- Directed by: J. R. Kannan
- Written by: J. R. Kannan
- Produced by: J. R. Kannan
- Starring: J. R. Kannan; Sanam Shetty; Sanjay;
- Music by: J. Raj Manish
- Production company: Halamma Talkies
- Release date: 23 November 2013;
- Country: India
- Language: Tamil

= Maayai =

2013 Indian film by J. R. Kannan

Maayai is a 2013 Indian Tamil-language action drama film written, produced and directed by J. R. Kannan. The film stars Kannan himself, Sanam Shetty and Sanjay. It was released on 22 November 2013.

== Cast ==

- J. R. Kannan
- Sanam Shetty
- Sanjay
- Rajendran
- Manobala
- Raj Kapoor
- Fathima Babu
- Cheran Raj
- Kaajal Pasupathi as Police officer

== Production ==
J. R. Kannan, an erstwhile assistant to directors Indiran and Yesudas, opted to launch his own film as director and producer, and named the studio as Halamma, after his family's deity. He also chose to play the lead role, alongside Sanjay and Sanam Shetty. Kannan recruited his former classmate, J. Raj — a composer in the Badaga language — to be the film's music composer. The audio soundtrack of the film was released in a ceremony by director S. P. Muthuraman and received by producer-director Keyaar.

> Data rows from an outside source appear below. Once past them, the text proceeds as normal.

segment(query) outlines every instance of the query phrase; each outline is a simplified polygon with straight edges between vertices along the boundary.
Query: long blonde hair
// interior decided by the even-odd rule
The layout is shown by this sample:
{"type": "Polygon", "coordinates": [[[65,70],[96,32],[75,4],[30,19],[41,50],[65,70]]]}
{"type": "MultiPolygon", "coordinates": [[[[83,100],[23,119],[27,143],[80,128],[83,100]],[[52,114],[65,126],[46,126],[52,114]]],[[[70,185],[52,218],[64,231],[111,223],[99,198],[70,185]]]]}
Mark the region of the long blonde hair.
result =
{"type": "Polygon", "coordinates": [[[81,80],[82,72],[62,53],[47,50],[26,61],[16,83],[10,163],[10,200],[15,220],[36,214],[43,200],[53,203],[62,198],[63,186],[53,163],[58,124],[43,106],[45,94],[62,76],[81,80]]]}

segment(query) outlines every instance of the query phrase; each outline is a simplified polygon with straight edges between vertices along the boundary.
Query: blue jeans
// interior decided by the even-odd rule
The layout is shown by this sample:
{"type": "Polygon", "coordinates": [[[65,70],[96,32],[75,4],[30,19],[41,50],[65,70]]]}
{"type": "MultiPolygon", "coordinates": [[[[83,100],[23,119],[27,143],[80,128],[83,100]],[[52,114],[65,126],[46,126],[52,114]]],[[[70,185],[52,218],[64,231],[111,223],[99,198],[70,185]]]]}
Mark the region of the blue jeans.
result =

== Release and reception ==
The film was released on 22 November 2013 alongside Selvaraghavan's Irandam Ulagam at the Chennai box office. The Times of Indias reviewer gave the film a negative review, stating "it takes a special kind of talent to totally make a mess out of a minimalist thriller" and that "the film has the vibe of a shoddily-made student film and it becomes difficult to take it seriously". A critic from Maalai Malar also gave the film a negative review.

The film took a poor opening at the Chennai box office and did not perform well commercially.